¹ UO Neurologia dello Sviluppo, Dipartimento di Neuroscienze Pediatriche, Fondazione IRCCS Istituto Neurologico Carlo Besta, Milano, Italia; ² Dipartimento di Science Biomediche e Cliniche, Università degli Studi di Milano, Milano, Italia

Riassunto

In Italia, i pazienti affetti da atrofia muscolare spinale (SMA) possono attualmente ricevere tre diversi trattamenti farmacologici in monoterapia, nusinersen, onasemnogene abeparvovec e risdiplam, mentre l’uso combinato delle stesse non è rimborsabile. L’obiettivo del presente studio retrospettivo, monocentrico, osservazionale è di descrivere l’esperienza nella gestione della terapia farmacologica nella popolazione di pazienti con SMA afferenti alla UO Neurologia dello Sviluppo, Fondazione IRCCS Istituto Neurologico Carlo Besta (Milano), tra l’1 gennaio 2021 e il 30 giugno 2022.

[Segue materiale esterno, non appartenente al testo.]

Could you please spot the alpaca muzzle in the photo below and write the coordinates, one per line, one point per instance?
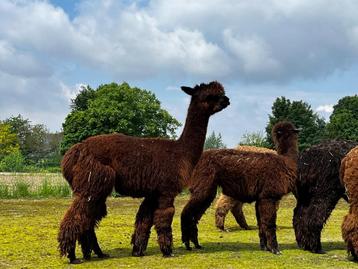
(224, 102)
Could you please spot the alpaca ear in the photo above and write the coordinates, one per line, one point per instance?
(188, 90)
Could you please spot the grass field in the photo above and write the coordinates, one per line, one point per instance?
(29, 229)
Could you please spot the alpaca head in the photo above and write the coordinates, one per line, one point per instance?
(209, 98)
(285, 136)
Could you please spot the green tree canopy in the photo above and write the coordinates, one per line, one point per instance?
(302, 116)
(31, 138)
(9, 142)
(343, 122)
(214, 141)
(116, 108)
(256, 139)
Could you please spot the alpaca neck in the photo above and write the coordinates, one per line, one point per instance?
(288, 149)
(193, 136)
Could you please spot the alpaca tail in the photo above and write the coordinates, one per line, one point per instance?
(69, 160)
(350, 233)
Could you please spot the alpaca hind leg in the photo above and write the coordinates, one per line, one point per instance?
(262, 236)
(350, 234)
(85, 242)
(163, 217)
(268, 212)
(223, 206)
(308, 221)
(143, 224)
(191, 215)
(239, 215)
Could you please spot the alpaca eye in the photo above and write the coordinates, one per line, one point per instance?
(212, 98)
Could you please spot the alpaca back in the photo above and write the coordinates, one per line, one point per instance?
(349, 177)
(244, 175)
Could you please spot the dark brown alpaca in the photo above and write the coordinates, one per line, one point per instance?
(246, 176)
(153, 168)
(349, 177)
(225, 203)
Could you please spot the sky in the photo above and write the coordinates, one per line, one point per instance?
(259, 50)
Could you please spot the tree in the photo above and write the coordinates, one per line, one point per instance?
(343, 122)
(214, 142)
(116, 108)
(302, 116)
(83, 97)
(31, 137)
(256, 139)
(8, 141)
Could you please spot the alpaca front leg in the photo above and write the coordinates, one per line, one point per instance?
(95, 246)
(143, 224)
(239, 215)
(192, 213)
(72, 226)
(262, 236)
(163, 217)
(268, 211)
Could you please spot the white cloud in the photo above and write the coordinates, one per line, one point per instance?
(71, 92)
(325, 108)
(252, 40)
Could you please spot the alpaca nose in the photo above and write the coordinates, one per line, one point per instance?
(226, 101)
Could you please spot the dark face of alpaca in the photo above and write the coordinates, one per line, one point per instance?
(209, 98)
(284, 131)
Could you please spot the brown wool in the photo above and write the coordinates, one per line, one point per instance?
(154, 168)
(318, 189)
(245, 176)
(349, 178)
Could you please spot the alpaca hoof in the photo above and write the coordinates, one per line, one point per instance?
(137, 253)
(197, 246)
(87, 257)
(76, 261)
(103, 256)
(354, 255)
(167, 251)
(221, 228)
(276, 252)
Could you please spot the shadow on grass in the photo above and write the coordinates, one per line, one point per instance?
(213, 247)
(253, 228)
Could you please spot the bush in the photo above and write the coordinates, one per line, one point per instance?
(13, 162)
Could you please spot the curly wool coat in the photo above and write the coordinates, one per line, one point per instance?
(318, 189)
(349, 177)
(248, 177)
(154, 168)
(225, 203)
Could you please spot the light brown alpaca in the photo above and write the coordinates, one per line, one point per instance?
(246, 176)
(225, 203)
(153, 168)
(349, 177)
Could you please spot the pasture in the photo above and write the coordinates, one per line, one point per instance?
(29, 229)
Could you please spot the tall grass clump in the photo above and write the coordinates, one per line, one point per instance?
(45, 189)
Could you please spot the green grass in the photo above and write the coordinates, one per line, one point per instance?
(29, 229)
(23, 189)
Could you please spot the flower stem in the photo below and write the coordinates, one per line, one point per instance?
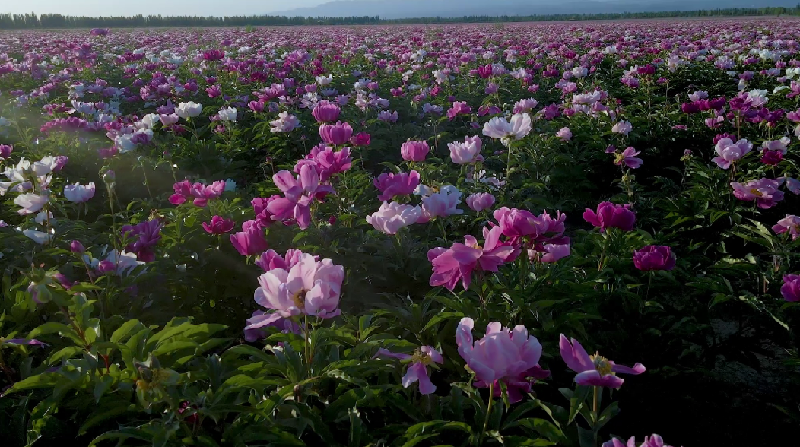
(488, 412)
(307, 347)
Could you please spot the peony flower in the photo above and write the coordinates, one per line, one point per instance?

Risultati: 113 pazienti (49 SMA 1, 48 SMA 2 e 16 SMA 3) sono stati inclusi nello studio. Questo primo dato riflette un’evoluzione epidemiologica rispetto al passato, con un incremento dei pazienti SMA 1 dovuto all’aumento di sopravvivenza degli stessi. L’analisi delle terapie farmacologiche ha evidenziato una situazione di maggiore variabilità di trattamento nel tipo 1 rispetto ai tipi 2 e 3. Inoltre, nel nostro centro, un numero maggiore di pazienti con SMA di tipo 1 risulta inserito in trials farmacologici rispetto alle altre forme. Infine, si è osservata una maggiore prevalenza di cambi terapeutici nei pazienti con SMA 1. Nonostante l’assenza di dati che comparino l’effetto dei diversi farmaci, questo fatto può essere motivato sia da ragioni di tipo clinico, che di tipo gestionale rispetto al farmaco e alle potenziali complicanze.

In conclusione, in assenza di un algoritmo terapeutico condiviso dalla comunità scientifica, la scelta della terapia si basa sull’esperienza del centro clinico, sui dati di letteratura disponibili e loro analisi, sul confronto con le necessità e richieste delle famiglie.

Parole chiave: atrofia muscolare spinale (SMA), terapie SMA, nusinersen, onasemnogene abeparvovec, risdiplam

Summary

In Italy, patients with spinal muscular atrophy (SMA) can currently receive three different pharmacological treatments in monotherapy, nusinersen, onasemnogene abeparvovec and risdiplam, while their combined use is not refundable. The objective of this retrospective, single-center, observational study is to describe the experience in the management of drug therapies in a population of patients with SMA enrolled at the Developmental Neurology Unit, Fondazione IRCCS Istituto Neurologico Carlo Besta (Milan), between 1 January 2021 and 30 June 2022.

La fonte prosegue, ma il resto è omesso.